The term “plasmons” might sound like something from the soon-to-be-released new Star Wars movie, but the effects of plasmons have been known about for centuries.
Plasmons are collective oscillations of conduction electrons (those loosely attached to molecules and atoms) that roll across the surfaces of metals while interacting with photons. For example, plasmons from nanoparticles of gold, silver and other metals interact with visible light photons to generate the vibrant colors displayed by stained glass, a technology that dates back more than 1,000 years. But plasmons have high-technology applications as well. In fact, there’s even an emerging technology named for them – plasmonics – that holds great promise for superfast computers and optical microscopy.
At the heart of the high-technology applications of plasmons is their unique ability to confine the energy of a photon into a spatial dimension smaller than the photon’s wavelength. Now, a team of researchers with Berkeley Lab’s Materials Sciences Division, working at the Advanced Light Source (ALS), has generated and detected plasmons that boast one of the strongest confinement factors ever: the plasmon wavelength is only one hundredth of the free-space photon wavelength.
By focusing infrared light onto the tip of an Atomic Force Microscope, the researchers were able to observe what are called “Luttinger-liquid” plasmons in metallic single-walled nanotubes. A Luttinger-liquid is the theory that describes the flow of electrons through one-dimensional objects, such as a single-walled nanotube (SWNT), much as the Fermi-liquid theory describes the flow of electrons through most two- and three-dimensional metals.
“It is amazing that a plasmon in an individual nanotube, a 1-D object barely a single nanometer in diameter, can even be observed at all,” says Feng Wang, a condensed matter physicist with Berkeley Lab’s Materials Sciences Division who led this work. “Our use of scattering-type scanning near-field optical microscopy (s-SNOM) is enabling us to study Luttinger-liquid physics and explore novel plasmonic devices with extraordinary sub-wavelength confinement, almost 100 million times smaller in volume than that of free-space photons. What we’re observing could hold great promise for novel plasmonic and nanophotonic devices over a broad frequency range, including telecom wavelengths.”
Wang, who also holds appointments with the University California (UC) Berkeley Physics Department and the Kavli Energy NanoScience Institute (Kavli-ENSI), is the corresponding author of a paper in Nature Photonics that describes this research. The paper is titled “Observation of a Luttinger-liquid plasmon in metallic single-walled carbon nanotubes.” The co-lead authors are Zhiwen Shi and Xiaoping Hong, both members of Wang’s UC Berkeley research group. Other co-authors are Hans Bechtel, Bo Zeng, Michael Martin, Kenji Watanabe, Takashi Taniguchi and Yuen-Ron Shen.

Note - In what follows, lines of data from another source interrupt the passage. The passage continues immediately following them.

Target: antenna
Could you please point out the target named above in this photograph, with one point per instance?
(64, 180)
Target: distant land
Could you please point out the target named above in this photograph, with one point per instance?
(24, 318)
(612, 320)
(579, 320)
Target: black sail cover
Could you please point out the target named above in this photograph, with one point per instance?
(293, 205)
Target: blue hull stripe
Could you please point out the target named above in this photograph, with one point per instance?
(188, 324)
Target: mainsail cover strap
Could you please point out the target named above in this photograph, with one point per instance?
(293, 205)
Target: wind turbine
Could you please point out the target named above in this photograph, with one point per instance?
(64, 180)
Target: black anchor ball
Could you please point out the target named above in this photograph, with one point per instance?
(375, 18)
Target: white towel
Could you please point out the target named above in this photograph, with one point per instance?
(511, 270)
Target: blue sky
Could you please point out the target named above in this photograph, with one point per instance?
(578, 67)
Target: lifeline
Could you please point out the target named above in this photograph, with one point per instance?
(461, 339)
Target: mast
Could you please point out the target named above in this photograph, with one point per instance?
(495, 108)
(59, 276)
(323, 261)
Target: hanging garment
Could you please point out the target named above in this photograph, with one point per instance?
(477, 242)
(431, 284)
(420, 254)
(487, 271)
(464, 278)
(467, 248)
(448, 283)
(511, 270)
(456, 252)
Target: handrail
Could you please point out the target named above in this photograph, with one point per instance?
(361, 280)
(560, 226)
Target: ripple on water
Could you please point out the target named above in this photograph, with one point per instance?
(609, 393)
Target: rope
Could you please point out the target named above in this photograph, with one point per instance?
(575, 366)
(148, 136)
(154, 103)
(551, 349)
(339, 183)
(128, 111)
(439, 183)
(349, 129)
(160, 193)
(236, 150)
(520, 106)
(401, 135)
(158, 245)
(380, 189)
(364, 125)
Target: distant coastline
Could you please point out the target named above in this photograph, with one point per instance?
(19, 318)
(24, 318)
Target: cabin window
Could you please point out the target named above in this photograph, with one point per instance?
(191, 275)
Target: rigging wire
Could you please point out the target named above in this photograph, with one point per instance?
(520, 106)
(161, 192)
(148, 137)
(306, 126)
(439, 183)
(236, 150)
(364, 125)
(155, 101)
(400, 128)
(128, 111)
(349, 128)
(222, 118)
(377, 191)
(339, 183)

Despite the enormous potential of plasmons for the integration of nanoscale photonics and electronics, the development of nanophotonic circuits based on classical plasmons has been significantly hampered by the difficulty in achieving broadband plasmonic waveguides that simultaneously exhibit strong spatial confinement, a high quality factor and low dispersion. The observations of Wang and his colleagues demonstrate that Luttinger-liquid plasmon of 1-D conduction electrons in SWNTs behaves much differently from classical plasmons.
“Luttinger-liquid plasmons in SWNTs propagate at semi-quantized velocities that are independent of carrier concentration or excitation wavelength, and simultaneously exhibit extraordinary spatial confinement, a high quality factor and low dispersion,” says co-lead author Shi. “Usually, to be manipulated efficiently with a photonic device, the light wavelength is required to be smaller than the device. By concentrating photon energy at deep sub-wavelength scales, Luttinger-liquid plasmons in SWNTs effectively reduce the light wavelength. This should allow for the miniaturization of photonic devices down to the nanometer scale.”
Wang, Shi, Hong and their colleagues observed Luttinger-liquid plasmons using the s-SNOM setup at ALS Beamline 5.4.1. Metallic SWNTs with diameters ranging from 1.2 to 1.7 nanometers were grown, purified and then deposited on a boron nitride substrate. Single wavelength infrared light was focused onto the tip of an Atomic Force Microscope to excite and detect a plasmon wave along an SWNT.
“Our direct observation of Luttinger-liquid plasmons opens up exciting new opportunities,” Wang says. “For example, we’re now exploring these plasmons in telecom wavelengths, the most widely used in photonics and integrated optics. We’re also learning how the properties of these plasmons might be manipulated through electrostatic gating, mechanical strain and external magnetic fields.”